Zełenski się opierał, Załużny naciskał, aż w końcu stracił stanowisko. Prezydent nie chciał przez cały 2023 rok podjąć decyzji, która mogłaby być niepopularną, tym samym sprawiając, że problemy kadrowe są na tyle problematyczne, iż Rosjanie niemal pozbawieni broni pancernej, są w stanie kolejnymi falami zalać przemęczonych obrońców i w końcu wyprzeć ich z zajmowanych pozycji. Tak się stało w Bachmucie. Tak Rosjanie zdobyli Awdijiwkę i tak się dzieje w Wuhłedarze, gdzie obrońcy już w czerwcu mówili, że zmęczenie daje się we znaki.

W lipcu jeszcze udało się im powstrzymać duże natarcie. Teraz już nie mają sił i rozpoczęli odwrót z miasta, aby nie zostać otoczonym.

Dwa tygodnie temu obecny Naczelny Dowódca, gen. armii Ołeksandr Syrski, stwierdził, że front w Donbasie ustabilizował się dzięki operacji w obwodzie kurskim. Wówczas pisałem, że do stabilizacji frontu w Donbasie, o której mówi gen. Syrski, jest jeszcze bardzo daleko, a Rosjanie przygotowują się do uderzenia na Pokrowsk, jednak żeby móc bezpiecznie przeprowadzić operację, muszą wzmocnić swoje skrzydła, zwłaszcza południowe. Ostrzegałem przy tym, gasząc entuzjazm wywołany sukcesami pod Kurskiem, że nawet nie mając odpowiednich rezerw sprzętowych, Rosjanie mają rezerwy ludzkie, które w „mięsnych szturmach” mogą zepchnąć Ukraińców, jeśli nie pojawią się odwodowe brygady. I dokładnie tak się stało.

Rosjanie uderzyli na południu. Nie tylko udało im się umocnić flankę i zabezpieczyć możliwość operowania pod Pokrowskiem, ale także otoczyli Wuhłedar i zmusili Ukraińców do odwrotu. Jeśli pisał o tym polski dziennikarz, będący na froncie ostatnim razem w lutym tego roku, to czy ukraińskie Naczelne Dowództwo o tym nie wiedziało? Musiało wiedzieć.

Pytanie, dlaczego nic z tym nie zrobiono, pozostaje otwarte. Tymczasem prezydent Zełenski coraz mniej subtelnie sugeruje, że to przez brak odpowiednio dużej pomocy Zachodu, wojna nie toczy się po myśli Ukraińców.

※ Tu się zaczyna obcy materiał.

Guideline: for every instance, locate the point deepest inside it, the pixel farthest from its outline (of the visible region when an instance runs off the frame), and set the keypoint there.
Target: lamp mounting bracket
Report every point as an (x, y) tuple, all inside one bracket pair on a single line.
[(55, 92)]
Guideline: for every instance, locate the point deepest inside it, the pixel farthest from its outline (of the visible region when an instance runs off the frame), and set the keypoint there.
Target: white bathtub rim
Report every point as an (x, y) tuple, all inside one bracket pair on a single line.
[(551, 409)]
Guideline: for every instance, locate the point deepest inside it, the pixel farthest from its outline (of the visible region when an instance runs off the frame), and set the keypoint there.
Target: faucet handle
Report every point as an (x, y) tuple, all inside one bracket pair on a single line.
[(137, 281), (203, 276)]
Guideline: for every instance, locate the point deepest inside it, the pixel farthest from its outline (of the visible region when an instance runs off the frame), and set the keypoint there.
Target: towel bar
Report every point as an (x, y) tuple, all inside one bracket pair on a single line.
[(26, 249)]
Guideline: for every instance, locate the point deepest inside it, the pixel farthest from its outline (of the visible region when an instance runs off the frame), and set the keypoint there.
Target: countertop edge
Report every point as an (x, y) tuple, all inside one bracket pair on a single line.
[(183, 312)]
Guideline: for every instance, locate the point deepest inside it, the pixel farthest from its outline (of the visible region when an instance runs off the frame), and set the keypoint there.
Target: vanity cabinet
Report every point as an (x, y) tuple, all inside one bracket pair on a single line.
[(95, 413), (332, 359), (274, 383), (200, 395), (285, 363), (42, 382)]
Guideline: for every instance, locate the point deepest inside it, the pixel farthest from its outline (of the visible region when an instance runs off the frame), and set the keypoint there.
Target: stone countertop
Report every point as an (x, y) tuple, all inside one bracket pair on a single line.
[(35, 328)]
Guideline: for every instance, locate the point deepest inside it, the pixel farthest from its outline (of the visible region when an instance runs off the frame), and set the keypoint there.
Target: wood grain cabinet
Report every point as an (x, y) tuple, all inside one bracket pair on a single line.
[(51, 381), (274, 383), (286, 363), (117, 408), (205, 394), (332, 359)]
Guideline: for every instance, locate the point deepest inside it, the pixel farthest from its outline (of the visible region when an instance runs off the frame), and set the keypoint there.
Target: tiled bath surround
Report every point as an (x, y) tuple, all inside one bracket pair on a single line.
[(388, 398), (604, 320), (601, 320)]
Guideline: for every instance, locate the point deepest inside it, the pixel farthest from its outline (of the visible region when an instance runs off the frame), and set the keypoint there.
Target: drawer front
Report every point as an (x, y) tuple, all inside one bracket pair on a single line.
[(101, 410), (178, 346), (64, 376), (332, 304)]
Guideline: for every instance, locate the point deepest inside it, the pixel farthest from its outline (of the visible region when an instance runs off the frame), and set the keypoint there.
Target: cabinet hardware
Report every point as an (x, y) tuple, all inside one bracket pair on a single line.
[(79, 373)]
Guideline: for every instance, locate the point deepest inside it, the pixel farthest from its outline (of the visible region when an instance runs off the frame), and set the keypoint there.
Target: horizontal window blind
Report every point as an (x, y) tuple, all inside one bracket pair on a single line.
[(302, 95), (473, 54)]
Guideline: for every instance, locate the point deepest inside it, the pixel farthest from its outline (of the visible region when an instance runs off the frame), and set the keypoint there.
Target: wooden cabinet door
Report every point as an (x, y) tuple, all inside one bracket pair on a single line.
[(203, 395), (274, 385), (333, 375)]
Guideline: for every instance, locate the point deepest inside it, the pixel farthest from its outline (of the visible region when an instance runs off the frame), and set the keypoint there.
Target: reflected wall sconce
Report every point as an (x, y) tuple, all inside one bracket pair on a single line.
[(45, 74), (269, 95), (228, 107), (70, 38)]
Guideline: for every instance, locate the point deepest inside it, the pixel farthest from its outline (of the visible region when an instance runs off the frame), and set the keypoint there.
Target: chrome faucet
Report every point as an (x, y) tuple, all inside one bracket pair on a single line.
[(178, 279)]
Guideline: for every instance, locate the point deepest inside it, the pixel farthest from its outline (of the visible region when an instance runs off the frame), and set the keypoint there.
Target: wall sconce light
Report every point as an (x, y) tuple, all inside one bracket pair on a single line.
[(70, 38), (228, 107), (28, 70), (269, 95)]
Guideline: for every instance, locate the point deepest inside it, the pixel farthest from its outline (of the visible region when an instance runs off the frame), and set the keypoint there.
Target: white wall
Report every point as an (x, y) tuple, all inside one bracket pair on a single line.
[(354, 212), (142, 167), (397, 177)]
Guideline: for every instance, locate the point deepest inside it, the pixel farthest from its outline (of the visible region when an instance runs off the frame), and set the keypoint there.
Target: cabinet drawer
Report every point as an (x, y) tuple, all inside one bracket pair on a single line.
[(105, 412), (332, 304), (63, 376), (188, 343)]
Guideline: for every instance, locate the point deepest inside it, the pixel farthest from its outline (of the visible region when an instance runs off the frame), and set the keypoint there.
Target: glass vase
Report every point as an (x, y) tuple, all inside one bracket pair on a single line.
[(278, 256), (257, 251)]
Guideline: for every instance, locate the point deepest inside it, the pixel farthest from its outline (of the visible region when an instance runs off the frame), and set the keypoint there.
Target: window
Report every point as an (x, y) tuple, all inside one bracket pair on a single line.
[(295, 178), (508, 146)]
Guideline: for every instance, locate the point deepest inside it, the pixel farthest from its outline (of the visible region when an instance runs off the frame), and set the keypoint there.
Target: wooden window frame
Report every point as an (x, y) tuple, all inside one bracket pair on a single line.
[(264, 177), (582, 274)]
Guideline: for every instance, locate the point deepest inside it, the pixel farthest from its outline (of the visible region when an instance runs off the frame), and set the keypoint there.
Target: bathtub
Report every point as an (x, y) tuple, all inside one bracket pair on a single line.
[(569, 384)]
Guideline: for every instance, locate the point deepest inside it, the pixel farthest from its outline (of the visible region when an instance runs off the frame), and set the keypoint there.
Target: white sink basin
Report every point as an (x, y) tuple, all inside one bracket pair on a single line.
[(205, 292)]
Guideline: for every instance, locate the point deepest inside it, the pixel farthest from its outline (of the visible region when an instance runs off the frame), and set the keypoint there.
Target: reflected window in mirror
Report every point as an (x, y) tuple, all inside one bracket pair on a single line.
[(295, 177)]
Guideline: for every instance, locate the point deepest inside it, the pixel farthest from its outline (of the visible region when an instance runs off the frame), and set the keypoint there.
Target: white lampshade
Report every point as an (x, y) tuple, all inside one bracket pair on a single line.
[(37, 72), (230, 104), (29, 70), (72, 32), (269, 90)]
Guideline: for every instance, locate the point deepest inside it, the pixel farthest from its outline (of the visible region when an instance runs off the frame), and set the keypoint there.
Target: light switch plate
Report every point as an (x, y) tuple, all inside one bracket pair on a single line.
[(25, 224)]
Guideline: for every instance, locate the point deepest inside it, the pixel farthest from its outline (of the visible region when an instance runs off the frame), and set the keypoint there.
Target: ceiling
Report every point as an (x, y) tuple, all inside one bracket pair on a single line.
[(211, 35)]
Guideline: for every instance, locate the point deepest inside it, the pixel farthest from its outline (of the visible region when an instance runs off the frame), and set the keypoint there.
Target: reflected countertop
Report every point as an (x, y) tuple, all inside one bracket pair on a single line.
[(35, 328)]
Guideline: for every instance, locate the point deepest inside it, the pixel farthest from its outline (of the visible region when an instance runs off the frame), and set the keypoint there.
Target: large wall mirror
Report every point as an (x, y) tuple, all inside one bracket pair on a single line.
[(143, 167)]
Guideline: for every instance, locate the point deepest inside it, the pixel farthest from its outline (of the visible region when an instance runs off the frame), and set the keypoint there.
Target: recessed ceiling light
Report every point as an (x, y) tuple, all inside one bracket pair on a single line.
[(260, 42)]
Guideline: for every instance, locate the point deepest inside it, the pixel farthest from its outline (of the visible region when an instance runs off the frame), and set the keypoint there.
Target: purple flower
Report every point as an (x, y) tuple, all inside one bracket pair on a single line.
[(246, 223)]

Prezydent Ukrainy znów występuje przed gremium Zjednoczonych Narodów, amerykańskiego Kongresu i Izby Reprezentantów, przedstawiając swoje oczekiwania wobec Zachodu.

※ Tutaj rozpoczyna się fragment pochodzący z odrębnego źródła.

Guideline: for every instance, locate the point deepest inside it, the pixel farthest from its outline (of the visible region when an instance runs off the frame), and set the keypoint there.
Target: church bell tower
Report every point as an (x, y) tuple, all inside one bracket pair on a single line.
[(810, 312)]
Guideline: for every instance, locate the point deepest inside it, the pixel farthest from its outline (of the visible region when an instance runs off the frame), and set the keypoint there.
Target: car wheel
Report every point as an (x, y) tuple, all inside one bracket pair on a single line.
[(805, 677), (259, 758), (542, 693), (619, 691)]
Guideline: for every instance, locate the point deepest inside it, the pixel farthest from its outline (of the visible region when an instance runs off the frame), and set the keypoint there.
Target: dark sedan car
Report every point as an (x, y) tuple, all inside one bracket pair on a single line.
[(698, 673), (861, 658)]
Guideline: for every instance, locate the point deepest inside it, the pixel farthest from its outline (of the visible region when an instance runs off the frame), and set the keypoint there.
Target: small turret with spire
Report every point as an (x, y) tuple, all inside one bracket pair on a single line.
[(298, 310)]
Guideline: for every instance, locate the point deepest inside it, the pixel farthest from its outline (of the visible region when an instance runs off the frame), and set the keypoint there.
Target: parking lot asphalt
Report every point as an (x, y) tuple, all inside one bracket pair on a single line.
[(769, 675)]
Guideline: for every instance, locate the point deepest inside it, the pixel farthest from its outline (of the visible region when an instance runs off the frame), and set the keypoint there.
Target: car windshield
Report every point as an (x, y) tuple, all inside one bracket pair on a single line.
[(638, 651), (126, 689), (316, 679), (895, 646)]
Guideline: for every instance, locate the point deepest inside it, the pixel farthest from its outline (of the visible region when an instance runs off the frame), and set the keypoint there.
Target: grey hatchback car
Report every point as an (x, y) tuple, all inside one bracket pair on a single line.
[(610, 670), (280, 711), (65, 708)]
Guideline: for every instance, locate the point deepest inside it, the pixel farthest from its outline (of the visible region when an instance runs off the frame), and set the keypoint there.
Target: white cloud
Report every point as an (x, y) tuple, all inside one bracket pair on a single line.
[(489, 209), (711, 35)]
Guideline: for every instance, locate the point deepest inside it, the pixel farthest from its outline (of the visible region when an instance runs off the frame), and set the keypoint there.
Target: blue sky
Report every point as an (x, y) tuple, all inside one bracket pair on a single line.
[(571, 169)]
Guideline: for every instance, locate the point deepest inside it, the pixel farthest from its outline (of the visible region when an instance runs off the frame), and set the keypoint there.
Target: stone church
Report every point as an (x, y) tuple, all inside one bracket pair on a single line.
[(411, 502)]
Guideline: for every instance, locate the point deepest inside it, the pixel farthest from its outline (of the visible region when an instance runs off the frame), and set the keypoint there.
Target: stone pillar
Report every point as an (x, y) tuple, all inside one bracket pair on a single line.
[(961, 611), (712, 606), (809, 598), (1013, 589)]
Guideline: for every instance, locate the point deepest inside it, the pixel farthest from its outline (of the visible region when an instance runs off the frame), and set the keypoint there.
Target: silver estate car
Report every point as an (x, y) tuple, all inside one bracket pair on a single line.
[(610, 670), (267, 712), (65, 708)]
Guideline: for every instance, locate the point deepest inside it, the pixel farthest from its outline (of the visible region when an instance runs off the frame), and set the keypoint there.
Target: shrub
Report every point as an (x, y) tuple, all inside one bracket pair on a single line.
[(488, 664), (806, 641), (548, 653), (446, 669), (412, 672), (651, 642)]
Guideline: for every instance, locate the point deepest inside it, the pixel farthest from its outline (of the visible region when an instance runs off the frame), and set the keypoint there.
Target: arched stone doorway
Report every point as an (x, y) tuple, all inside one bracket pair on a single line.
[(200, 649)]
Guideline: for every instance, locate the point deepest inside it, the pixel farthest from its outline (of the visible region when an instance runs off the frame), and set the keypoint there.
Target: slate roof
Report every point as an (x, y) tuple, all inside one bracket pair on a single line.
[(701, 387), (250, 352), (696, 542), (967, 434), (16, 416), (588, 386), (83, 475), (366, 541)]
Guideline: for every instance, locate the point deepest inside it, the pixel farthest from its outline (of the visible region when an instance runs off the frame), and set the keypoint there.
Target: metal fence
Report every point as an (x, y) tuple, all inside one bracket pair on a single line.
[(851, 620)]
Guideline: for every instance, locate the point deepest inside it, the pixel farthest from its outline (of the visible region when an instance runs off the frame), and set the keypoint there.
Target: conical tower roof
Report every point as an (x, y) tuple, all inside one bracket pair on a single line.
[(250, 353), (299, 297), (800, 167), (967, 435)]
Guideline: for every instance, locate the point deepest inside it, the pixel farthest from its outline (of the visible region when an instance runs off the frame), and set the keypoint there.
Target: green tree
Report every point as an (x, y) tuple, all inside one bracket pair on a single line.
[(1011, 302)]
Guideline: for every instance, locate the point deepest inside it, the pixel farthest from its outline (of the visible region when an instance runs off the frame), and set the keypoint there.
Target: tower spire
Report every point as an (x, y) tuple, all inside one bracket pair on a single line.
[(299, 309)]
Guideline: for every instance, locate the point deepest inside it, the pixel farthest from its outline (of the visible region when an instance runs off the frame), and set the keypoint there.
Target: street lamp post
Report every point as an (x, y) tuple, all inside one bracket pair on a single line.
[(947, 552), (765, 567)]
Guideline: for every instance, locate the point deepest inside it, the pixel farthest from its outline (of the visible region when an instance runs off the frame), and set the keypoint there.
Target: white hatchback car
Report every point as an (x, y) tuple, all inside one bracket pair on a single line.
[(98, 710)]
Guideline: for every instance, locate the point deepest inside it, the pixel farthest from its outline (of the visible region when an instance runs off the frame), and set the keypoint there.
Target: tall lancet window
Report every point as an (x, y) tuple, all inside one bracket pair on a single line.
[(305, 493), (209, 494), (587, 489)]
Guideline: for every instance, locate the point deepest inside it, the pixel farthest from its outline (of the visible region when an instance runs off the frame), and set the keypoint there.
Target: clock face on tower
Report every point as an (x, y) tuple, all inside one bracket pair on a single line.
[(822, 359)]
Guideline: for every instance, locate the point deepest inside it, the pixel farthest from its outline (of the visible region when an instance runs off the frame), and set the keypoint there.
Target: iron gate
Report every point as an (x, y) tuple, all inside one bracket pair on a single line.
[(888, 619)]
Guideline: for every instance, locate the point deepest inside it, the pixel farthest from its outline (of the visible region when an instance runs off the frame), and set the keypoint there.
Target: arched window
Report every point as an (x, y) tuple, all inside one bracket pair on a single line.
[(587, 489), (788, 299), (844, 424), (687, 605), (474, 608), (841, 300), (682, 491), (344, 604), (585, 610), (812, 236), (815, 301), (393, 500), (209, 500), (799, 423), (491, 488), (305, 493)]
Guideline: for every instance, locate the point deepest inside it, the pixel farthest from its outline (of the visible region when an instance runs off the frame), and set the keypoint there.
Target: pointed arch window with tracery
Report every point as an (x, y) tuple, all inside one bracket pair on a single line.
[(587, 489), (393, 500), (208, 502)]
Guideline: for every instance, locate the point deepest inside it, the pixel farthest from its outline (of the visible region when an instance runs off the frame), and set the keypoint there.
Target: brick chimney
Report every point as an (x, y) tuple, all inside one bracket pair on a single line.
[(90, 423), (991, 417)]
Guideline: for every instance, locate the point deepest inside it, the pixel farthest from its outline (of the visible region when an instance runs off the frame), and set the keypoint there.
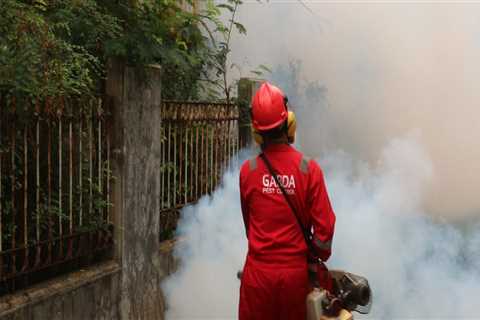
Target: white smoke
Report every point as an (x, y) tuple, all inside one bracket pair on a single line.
[(390, 70), (418, 268)]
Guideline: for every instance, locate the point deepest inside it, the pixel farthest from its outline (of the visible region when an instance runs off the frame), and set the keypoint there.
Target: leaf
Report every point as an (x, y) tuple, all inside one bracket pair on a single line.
[(226, 6), (240, 27)]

Wojen jednak nie wygrywa się w talk-show, czy na konferencjach prasowych, a na froncie. Tam Ukraińcy radzą sobie ze zmiennym szczęściem, a kolejne poważne błędy powodują, że Rosjanie powoli, ale systematycznie posuwają się do przodu. I nie są to błędy żołnierzy frontowych, a wyższego dowództwa. Władzom znów pozostało robienie dobrej miny, zamydlanie oczu sukcesami w obwodzie kurskim i systematycznymi atakami na rosyjskie zaplecze. Kluczowy, co było wiadomo od niemal dwóch lat, jest Donbas, a tam Ukraińcy przegrywają. Za chwilę pewnie usłyszymy w ukraińskich mediach, że Wuhłedar to tylko kolejna nieistotna dla obrony całości frontu miejscowość, za którą agresor zapłacił zdecydowanie bardzo wysoką cenę i główny cel, czyli wykrwawienie Rosjan, został osiągnięty.

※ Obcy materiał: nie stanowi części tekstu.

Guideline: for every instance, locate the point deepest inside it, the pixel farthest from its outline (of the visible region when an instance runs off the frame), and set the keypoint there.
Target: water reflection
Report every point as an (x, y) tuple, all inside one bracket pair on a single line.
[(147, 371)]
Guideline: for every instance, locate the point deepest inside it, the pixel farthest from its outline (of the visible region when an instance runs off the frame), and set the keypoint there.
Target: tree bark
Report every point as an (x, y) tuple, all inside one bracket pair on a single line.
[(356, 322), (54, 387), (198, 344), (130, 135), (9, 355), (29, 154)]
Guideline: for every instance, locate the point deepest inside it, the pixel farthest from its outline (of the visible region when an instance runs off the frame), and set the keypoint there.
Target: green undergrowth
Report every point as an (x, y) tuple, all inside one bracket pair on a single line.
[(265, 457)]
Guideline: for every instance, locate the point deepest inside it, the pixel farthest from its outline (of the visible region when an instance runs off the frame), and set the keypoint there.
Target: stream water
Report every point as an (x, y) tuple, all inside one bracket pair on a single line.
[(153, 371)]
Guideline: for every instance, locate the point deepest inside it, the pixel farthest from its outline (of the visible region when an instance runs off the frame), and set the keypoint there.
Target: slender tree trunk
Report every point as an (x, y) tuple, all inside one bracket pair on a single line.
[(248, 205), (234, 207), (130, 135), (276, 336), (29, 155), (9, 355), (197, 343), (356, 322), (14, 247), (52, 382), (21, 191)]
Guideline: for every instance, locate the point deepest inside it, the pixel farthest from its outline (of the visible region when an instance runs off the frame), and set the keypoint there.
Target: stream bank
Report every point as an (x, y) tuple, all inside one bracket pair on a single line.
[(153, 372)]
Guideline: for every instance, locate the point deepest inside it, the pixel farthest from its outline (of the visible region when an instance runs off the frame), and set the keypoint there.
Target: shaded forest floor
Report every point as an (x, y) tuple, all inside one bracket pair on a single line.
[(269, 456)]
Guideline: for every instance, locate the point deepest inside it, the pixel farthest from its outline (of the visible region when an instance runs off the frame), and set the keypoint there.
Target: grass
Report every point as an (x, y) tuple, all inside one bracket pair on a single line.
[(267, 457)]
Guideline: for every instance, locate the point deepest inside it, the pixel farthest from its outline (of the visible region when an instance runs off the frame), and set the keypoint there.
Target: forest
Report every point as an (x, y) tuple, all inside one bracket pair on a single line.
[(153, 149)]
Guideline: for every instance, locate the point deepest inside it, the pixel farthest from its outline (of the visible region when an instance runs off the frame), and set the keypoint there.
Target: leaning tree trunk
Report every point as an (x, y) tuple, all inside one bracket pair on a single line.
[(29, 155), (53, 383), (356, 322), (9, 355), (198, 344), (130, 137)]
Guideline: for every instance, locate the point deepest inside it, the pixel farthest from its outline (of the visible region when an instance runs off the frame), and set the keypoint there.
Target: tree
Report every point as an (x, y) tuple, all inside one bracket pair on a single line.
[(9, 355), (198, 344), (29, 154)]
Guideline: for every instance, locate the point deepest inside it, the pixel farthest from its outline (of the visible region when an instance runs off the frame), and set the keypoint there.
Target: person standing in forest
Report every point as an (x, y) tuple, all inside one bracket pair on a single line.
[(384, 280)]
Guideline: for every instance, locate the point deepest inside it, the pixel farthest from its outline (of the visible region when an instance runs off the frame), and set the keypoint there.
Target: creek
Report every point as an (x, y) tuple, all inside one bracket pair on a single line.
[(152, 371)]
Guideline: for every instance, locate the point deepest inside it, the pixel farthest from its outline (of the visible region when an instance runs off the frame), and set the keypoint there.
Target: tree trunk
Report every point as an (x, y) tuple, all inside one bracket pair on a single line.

Niestety nie tym razem. Niemal pewna utrata Wuhłedaru, to duży cios w ukraińską linię umocnień, w której powstała poważna wyrwa. Znacznie poważniejsza niż choćby utrata Bachmutu. Utrata Wuhłedaru oznacza, że zostanie udrożniona droga i linia kolejowa, łącząca Donieck z Wołnowachą, dzięki czemu znacznie ułatwi to pracę logistyki, a także niemal otworzy możliwość otoczenia Pokrowska, który powoli zamienia się w morze ruin, pośród których Ukraińcy budują punkty oporu.

Jeśli dojdzie do walk miejskich, mogą być nawet bardziej zacięte niż w Bachmucie. Problem w tym, że Ukraińcy niezbyt dobrze radzą sobie w walkach w terenie zurbanizowanym, gdzie tracą przewagę techniczną, a Rosjanie wygrywają masą. Ukraińcy sami zgotowali sobie problem i czekają ich ciężkie tygodnie. Jedynym ratunkiem byłoby silne kontruderzenie w podstawę skrzydła, które otacza Wuhłedar. Na to jednak się nie zapowiada. Kijów będzie musiał przełknąć kolejną gorzką pigułkę.